Resveratrol improves high-fat diet induced insulin resistance by rebalancing subsarcolemmal mitochondrial oxidation and antioxidantion.

作者信息

Haohao Zhang, Guijun Qin, Juan Zheng, Wen Kong, Lulu Chen

机构信息

Division of Endocrinology, Department of Internal Medicine, The First Affiliated Hospital of Zhengzhou University, 40 Daxue Road, Zhengzhou, 450052, People's Republic of China,

出版信息

J Physiol Biochem. 2015 Mar;71(1):121-31. doi: 10.1007/s13105-015-0392-1. Epub 2015 Feb 17.

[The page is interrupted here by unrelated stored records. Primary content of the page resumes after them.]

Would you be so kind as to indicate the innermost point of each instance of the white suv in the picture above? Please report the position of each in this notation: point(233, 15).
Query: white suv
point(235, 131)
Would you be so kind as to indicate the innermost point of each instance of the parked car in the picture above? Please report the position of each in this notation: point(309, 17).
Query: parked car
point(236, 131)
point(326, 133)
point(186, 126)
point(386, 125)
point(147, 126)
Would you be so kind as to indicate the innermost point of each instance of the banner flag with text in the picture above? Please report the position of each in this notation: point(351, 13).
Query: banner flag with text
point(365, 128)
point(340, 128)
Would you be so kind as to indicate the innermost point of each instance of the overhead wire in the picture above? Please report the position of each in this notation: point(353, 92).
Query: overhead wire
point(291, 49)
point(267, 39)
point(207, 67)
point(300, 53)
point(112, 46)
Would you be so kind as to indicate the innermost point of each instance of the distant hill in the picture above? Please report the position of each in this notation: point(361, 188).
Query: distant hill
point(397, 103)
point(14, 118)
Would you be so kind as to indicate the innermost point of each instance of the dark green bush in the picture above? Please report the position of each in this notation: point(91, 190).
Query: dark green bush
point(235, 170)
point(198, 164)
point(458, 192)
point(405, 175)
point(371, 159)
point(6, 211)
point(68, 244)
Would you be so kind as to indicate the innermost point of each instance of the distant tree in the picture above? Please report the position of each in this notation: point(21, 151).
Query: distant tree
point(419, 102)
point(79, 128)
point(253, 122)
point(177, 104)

DOI:10.1007/s13105-015-0392-1
PMID:25686565
Abstract

Although resveratrol (RES) is thought to be a key regulator of insulin sensitivity in rodents, the exact mechanism underlying this effect remains unclear. Therefore, we sought to investigate how RES affects skeletal muscle oxidative and antioxidant levels of subsarcolemmal (SS) and intermyofibrillar (IMF) mitochondrial populations in high-fat diet (HFD)-induced insulin resistance (IR) rats. Systemic and skeletal muscle insulin sensitivity together with expressions of several genes related to mitochondrial biogenesis and skeletal muscle SIRT1, SIRT3 protein levels were studied in rats fed a normal diet, a HFD, and a HFD with intervention of RES for 8 weeks. Oxidative stress levels and antioxidant enzyme activities were assessed in SS and IMF mitochondria. HFD fed rats exhibited obvious systemic and skeletal muscle IR as well as decreased SIRT1 and SIRT3 expressions, mitochondrial DNA (mtDNA), and mitochondrial biogenesis (p < 0.05). Both SS and IMF mitochondria demonstrated elevated reactive oxygen species (ROS) and malondialdehyde (MDA) levels. In addition, SS mitochondrial antioxidant enzyme activities were significantly lower, while IMF mitochondrial antioxidant enzyme activities were higher (p < 0.05). By contrast, RES treatment protected rats against diet induced IR, increased SIRT1 and SIRT3 expressions, mtDNA, and mitochondrial biogenesis (p < 0.05). Moreover, the activities of SS and IMF mitochondrial antioxidant enzymes were increased, which reverted the increased SS mitochondrial oxidative stress levels (p < 0.05). This study suggests that RES ameliorates insulin sensitivity consistent with improved SIRT3 expressions and rebalance between SS mitochondrial oxidative stress and antioxidant competence in HFD rats.

摘要

尽管白藜芦醇(RES)被认为是啮齿动物胰岛素敏感性的关键调节因子,但其作用的确切机制仍不清楚。因此,我们试图研究RES如何影响高脂饮食(HFD)诱导的胰岛素抵抗(IR)大鼠肌膜下(SS)和肌原纤维间(IMF)线粒体群体的骨骼肌氧化和抗氧化水平。在喂食正常饮食、HFD以及接受RES干预8周的HFD大鼠中,研究了全身和骨骼肌胰岛素敏感性以及与线粒体生物发生相关的几个基因的表达和骨骼肌SIRT1、SIRT3蛋白水平。评估了SS和IMF线粒体中的氧化应激水平和抗氧化酶活性。喂食HFD的大鼠表现出明显的全身和骨骼肌IR,以及SIRT1和SIRT3表达、线粒体DNA(mtDNA)和线粒体生物发生减少(p<0.05)。SS和IMF线粒体均显示活性氧(ROS)和丙二醛(MDA)水平升高。此外,SS线粒体抗氧化酶活性显著降低,而IMF线粒体抗氧化酶活性较高(p<0.05)。相比之下,RES治疗可保护大鼠免受饮食诱导的IR,增加SIRT1和SIRT3表达、mtDNA和线粒体生物发生(p<0.05)。此外,SS和IMF线粒体抗氧化酶的活性增加,这逆转了SS线粒体氧化应激水平的升高(p<0.05)。本研究表明,RES改善胰岛素敏感性,这与HFD大鼠中SIRT3表达的改善以及SS线粒体氧化应激与抗氧化能力之间的重新平衡一致。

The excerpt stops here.